Red alder forests are a short-lived transitional stage between coniferous stands on disturbed sites. Pastures left ungrazed or mown for a decade will revert to red alder, and thence to conifers. Timber stands, once cut, will revert to red alder whether they are planted or not, leading to a widespread practice of using aerial applications herbicide to check broad-leaved species such as alder, maple, elderberry, and salmonberry on industrial forest lands. Alder fixes nitrogen and adds leaves to the duff layer each year, rapidly conditioning bare soil for other species, such as soil fungi and conifer seedlings. Conifers may be slow to replace alder on wet sites. A characteristic coastal community of red alder and slough sedge is found in local fens. Upland sites may display a red alder/sword fern community.

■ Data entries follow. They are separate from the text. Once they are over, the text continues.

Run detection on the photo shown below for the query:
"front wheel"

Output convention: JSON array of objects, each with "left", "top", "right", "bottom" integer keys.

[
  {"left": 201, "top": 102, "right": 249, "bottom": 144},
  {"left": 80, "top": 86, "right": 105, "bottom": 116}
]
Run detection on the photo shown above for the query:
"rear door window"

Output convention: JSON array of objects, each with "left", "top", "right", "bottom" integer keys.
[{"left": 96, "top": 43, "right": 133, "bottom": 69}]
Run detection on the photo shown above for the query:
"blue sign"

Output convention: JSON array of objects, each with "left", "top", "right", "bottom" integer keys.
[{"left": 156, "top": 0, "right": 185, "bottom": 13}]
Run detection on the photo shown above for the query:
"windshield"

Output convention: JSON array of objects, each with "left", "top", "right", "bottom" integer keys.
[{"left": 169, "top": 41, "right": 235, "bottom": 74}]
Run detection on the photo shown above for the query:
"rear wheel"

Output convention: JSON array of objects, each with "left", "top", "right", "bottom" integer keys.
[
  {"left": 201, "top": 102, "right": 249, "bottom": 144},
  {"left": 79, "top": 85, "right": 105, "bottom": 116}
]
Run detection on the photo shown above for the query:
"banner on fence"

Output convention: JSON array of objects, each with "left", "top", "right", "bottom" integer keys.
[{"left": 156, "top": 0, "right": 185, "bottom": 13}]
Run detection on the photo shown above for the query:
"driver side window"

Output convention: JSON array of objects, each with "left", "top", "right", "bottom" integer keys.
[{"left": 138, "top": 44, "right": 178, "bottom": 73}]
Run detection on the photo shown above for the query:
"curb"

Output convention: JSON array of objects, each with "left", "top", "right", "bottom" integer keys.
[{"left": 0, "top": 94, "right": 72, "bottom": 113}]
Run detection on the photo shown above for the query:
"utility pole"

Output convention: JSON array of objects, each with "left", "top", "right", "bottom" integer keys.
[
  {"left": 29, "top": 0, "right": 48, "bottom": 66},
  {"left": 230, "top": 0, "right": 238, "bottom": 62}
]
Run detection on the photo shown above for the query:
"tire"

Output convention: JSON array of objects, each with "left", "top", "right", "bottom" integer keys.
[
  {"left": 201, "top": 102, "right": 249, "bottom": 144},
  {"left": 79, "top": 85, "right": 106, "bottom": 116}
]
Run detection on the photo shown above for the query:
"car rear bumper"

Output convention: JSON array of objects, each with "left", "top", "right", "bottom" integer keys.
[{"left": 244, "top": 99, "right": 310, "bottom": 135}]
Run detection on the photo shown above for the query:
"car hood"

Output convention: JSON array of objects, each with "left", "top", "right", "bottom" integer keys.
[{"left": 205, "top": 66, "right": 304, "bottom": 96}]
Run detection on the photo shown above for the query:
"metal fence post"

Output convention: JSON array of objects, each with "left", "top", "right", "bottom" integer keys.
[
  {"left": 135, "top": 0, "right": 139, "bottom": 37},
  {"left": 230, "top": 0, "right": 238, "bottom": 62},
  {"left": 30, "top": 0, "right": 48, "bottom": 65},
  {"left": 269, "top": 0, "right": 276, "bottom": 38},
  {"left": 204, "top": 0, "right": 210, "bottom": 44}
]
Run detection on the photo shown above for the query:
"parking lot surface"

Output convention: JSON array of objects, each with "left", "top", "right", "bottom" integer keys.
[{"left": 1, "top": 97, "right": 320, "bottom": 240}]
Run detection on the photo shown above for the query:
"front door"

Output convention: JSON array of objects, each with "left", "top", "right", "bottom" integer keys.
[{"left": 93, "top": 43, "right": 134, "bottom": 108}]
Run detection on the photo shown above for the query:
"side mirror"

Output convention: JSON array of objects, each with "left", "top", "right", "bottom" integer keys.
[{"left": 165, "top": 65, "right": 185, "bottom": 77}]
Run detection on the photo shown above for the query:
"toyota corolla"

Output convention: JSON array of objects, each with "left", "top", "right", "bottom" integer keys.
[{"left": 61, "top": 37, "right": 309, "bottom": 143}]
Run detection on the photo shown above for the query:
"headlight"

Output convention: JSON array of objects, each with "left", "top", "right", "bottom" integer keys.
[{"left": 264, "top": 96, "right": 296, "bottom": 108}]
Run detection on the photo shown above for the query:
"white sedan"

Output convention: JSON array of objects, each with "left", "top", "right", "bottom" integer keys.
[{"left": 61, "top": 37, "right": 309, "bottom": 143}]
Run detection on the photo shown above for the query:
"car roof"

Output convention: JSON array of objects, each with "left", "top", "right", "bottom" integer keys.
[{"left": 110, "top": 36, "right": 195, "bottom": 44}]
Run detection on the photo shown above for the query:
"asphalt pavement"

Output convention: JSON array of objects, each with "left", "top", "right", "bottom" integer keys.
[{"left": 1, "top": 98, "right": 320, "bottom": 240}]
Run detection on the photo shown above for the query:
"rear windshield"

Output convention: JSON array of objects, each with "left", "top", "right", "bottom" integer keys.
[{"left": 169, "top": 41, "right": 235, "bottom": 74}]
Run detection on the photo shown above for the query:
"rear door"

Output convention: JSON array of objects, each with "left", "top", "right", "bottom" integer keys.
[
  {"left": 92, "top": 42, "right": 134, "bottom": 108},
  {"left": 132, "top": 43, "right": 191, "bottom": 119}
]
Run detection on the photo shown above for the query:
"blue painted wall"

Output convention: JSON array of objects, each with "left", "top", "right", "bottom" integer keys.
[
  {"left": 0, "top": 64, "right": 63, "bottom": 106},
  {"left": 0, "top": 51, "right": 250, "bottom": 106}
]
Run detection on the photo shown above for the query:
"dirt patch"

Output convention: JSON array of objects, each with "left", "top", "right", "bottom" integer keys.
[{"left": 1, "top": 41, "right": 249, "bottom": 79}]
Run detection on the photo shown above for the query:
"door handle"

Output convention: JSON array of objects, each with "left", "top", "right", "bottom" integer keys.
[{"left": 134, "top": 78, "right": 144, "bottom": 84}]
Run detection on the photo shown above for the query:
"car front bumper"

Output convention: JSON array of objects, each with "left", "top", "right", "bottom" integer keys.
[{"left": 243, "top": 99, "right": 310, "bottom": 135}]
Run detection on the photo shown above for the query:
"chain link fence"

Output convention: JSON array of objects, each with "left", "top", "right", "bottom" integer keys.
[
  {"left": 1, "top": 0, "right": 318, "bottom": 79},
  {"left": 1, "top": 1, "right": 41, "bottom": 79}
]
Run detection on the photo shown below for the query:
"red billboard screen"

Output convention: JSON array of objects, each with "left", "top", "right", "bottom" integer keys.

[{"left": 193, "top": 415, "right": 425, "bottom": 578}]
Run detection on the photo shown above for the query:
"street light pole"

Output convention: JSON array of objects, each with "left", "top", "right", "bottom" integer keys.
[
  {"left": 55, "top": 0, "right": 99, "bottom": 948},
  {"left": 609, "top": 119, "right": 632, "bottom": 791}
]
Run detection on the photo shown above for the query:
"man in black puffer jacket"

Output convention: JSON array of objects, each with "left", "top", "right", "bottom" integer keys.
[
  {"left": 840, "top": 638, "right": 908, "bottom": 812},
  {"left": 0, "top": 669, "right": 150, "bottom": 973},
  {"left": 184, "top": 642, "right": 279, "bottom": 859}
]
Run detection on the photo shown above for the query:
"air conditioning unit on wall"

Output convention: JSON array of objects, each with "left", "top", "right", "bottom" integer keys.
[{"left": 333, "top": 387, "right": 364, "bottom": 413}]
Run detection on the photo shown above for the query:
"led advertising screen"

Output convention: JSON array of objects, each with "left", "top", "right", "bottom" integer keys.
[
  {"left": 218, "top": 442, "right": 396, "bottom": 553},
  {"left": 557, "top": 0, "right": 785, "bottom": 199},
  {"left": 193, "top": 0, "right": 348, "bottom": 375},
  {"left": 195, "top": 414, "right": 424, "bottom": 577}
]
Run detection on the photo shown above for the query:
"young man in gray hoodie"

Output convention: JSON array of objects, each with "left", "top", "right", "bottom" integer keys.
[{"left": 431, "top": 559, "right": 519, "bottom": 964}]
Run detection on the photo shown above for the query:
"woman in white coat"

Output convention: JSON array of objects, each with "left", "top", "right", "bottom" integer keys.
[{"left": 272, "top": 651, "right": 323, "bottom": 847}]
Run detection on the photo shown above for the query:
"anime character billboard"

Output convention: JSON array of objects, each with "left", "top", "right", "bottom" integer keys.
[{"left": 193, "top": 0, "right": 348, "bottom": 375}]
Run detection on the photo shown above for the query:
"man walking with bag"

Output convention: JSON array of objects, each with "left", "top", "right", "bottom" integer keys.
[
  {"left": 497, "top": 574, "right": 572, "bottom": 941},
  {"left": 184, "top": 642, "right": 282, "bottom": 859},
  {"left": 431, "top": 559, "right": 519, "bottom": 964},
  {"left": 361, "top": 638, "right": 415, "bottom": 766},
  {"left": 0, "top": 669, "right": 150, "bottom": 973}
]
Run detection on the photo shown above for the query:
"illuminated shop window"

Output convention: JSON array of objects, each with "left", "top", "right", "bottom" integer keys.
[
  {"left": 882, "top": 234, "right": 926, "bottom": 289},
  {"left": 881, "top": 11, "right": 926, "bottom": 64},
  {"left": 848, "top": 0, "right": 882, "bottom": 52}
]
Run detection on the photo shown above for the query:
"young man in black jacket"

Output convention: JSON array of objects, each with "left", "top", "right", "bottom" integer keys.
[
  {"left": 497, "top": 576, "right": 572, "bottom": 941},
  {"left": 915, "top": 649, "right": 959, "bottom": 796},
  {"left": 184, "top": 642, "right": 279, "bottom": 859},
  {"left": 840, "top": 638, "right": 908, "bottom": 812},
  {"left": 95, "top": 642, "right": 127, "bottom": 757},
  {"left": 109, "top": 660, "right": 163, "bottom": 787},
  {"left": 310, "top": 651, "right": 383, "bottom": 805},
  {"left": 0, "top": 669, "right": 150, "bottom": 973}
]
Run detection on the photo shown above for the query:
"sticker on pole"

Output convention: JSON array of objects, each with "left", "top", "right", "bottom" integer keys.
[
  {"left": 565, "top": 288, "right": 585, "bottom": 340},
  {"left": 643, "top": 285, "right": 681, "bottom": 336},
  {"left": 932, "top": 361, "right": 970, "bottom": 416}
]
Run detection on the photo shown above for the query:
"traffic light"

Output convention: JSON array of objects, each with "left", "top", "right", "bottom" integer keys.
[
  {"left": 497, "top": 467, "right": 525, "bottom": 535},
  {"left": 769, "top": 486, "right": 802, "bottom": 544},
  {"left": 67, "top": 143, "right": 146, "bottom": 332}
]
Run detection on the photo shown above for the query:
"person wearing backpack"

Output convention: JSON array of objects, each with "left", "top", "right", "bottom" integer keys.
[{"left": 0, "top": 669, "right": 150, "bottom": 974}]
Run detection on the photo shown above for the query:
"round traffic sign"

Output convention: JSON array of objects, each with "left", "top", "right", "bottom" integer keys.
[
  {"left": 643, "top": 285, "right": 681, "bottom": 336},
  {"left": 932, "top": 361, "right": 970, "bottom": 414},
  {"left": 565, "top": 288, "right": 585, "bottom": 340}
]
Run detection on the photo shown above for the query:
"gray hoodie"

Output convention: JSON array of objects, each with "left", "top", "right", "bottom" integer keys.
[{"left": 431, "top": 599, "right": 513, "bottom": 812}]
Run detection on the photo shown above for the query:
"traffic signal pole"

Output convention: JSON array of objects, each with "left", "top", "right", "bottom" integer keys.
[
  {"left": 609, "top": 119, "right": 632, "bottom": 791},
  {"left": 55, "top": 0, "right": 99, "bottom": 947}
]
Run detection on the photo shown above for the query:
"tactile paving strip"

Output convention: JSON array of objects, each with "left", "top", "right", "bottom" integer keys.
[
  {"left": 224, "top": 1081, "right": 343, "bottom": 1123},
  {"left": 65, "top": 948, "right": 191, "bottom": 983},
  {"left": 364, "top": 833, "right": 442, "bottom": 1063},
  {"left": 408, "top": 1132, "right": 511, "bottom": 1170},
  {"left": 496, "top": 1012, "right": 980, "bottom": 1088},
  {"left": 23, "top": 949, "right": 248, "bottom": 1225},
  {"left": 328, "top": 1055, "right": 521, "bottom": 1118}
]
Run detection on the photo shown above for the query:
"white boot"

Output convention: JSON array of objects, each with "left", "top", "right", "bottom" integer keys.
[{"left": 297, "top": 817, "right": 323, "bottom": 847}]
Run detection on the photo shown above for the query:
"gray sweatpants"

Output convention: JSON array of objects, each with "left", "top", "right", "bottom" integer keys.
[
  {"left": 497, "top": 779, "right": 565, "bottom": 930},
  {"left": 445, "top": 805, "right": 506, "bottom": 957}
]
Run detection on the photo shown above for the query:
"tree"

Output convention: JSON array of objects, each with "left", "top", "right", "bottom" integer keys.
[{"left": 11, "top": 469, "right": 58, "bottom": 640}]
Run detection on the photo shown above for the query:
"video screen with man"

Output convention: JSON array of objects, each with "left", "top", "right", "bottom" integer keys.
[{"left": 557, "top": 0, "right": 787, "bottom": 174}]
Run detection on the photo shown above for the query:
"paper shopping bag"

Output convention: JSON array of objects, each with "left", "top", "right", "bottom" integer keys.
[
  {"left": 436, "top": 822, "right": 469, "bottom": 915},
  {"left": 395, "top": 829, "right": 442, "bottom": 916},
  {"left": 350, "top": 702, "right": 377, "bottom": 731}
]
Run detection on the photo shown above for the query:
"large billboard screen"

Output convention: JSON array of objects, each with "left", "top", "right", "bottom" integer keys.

Douglas fir forests are successional along the coast, being unable to reproduce in closed canopies of mature conifers. There are isolated examples of natural Douglas fir forest throughout the region on dry or disturbed locations, where thin soils, fire or other factors kept other conifers out. Understories are more open than other coniferous forests; Oregon grape, salal, sword fern are common, and several herbaceous perennials may also be seen.

Industrial forests are characterized by even-aged, monocultures of trees, usually composed of western hemlock or Douglas fir. Average stand age is usually less than sixty years at harvest, and often no more than forty. Understory species are reduced, as trees are grown in dense, ground-shading proximity. Pre-commercial thinning at 20-35 years may open up stands to the ground. Salal, mosses, sword fern and salmonberry are common understory species.

Selective harvesting can be used to recreate the character of old growth, by altering spacing, tree ages, creating light gaps, and otherwise shifting stands from monocultures to more diverse conditions.